Pois então, a escolha do tema para a montagem, o livro “Os Cantos de Maldoror”, se deu muito pela quantidade de imagens e fusões de seres numa forte projeção de corpos zoomórficos e relatos de zoofilia, como aquele entre o anti-herói que protagoniza os cantos, com uma tubarão fêmea, que é descrito em um dos sete cantos, concebidos por Isidore Ducasse, estas sessões estavam guardadas em minha memória, desde o primeiro momento que tive acesso aos Cantos de Maldoror, em meados dos anos de 1980, ficaram guardadas estas projeções poéticas por +- 25 anos, até que em 2009 resolvi me arriscar em criar um espetáculo inspirado no Conde de Lautréamont. Então, aconteceu um resgate das sensações sentidas na lembrança e nos sonhos, nessa releitura dos Cantos, após duas décadas e meia, outras imagens foram projetadas, destacando a crueldade, o sarcasmo, o animalesco e o poder dessas imagens ao gerar uma sensação de delírio, de pesadelo e que indagavam e provocavam a construção coreodramaturgráfica. Optou-se em criar um cenário de um quarto de hotel, onde coisas/movimentos escorriam das mobílias, e de diferentes corpos, todos com um rabo de cavalo saindo da região sacral, se unificavam, eram náufragos que buscavam um suspiro final.

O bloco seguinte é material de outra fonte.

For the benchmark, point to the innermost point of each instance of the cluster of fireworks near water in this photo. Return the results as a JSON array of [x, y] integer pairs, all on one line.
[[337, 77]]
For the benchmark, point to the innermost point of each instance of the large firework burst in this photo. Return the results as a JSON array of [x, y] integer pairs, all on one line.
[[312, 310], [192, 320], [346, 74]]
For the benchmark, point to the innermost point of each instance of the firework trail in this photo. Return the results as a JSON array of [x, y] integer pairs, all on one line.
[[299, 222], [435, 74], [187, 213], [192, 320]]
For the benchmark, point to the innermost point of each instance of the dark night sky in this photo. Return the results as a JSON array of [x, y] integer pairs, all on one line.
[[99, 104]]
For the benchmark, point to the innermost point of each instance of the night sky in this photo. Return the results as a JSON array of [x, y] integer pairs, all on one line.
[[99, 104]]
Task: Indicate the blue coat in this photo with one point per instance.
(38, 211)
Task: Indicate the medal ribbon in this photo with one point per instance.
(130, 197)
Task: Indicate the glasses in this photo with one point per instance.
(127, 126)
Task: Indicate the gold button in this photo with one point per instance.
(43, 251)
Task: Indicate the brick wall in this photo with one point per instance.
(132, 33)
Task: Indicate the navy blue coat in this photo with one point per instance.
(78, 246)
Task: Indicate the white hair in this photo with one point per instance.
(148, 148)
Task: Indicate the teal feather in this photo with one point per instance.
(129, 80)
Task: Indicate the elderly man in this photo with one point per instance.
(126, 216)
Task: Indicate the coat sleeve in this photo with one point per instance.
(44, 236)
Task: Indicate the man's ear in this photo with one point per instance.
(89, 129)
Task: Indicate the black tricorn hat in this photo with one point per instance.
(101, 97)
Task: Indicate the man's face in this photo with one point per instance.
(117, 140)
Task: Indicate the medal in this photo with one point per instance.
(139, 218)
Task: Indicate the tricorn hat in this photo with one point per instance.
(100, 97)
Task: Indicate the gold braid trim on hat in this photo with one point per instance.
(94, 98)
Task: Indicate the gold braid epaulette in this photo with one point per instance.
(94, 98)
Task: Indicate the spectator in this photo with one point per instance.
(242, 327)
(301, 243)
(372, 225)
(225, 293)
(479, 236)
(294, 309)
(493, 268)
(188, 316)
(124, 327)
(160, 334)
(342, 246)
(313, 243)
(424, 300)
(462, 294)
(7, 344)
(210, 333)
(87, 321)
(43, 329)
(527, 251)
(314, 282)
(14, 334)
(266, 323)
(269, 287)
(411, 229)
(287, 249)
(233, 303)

Em um dos primeiros ensaios na sala Norte do espaço Cênico O LUGAR, após a minha aula técnica preparando o corpo do intérprete, passei uma sequência coreográfica inspirada nos movimentos de um tubarão, um rinoceronte, de um cachalote macrocéfalo e em seguida fizemos a leitura de um dos Cantos de Maldoror, na sequência solicitei a cada intérprete que subissem as escadas que davam acesso a sala, como se estivessem adentrando em seu quarto de Hotel, portando um objeto e vestindo um sobretudo/casaco, já no espaço cênico havia um guarda-roupas, uma cama de solteiro com três gavetas e uma máquina de costura. Os cinco intérpretes que estavam no ensaio, portavam uma balança portátil de peso, além de carregar objetos, como se houvessem achado na rua, uma poltrona, um móvel de cabeceira (“Criado-Mudo”), um relógio de bater o ponto, um guarda-chuvas antigo com cabo de marfim, uma mala antiga de couro e ferro e uma cadeira de madeira, todas peças de antiquário. O ponto de partida era chegar no seu quarto, portando os objetos e sentirem os relinchos da alma saírem pelos poros, agregar o objeto ao cenário, subir na balança, tirar o casaco e checar seu peso e anuncia-lo ao mundo. Em seguida partia para a sequência coreográfica, que através da improvisação como processo cênico, exploravam os objetos de cena, agregando-os à coreografia, assim como trechos dos textos que eram mastigados, desenvolvendo à vocalidade característica dessa obra. Aos ensaios sequenciais eram acrescentados, mais textos, mais coreografias, e sensações, que em algumas ocasiões, os performers mastigavam alga marinha ou sardinha, para assim provocar a sensação de sargaço, estímulos para despertar no performer um estado no corpo, de um naufrago, que chega às encostas de um continente, com um rabo de cavalo saindo de seu cóccix. Somados a esses estados e cenários, foram incluídos sons e objetos, como um piano, um tapete, um quadro antigo de uma caravela numa tempestade e micro câmeras, que faziam as captações das imagens de dentro das mobílias, que se fundiam aos corpos dos intérpretes e no cenário através das projeções.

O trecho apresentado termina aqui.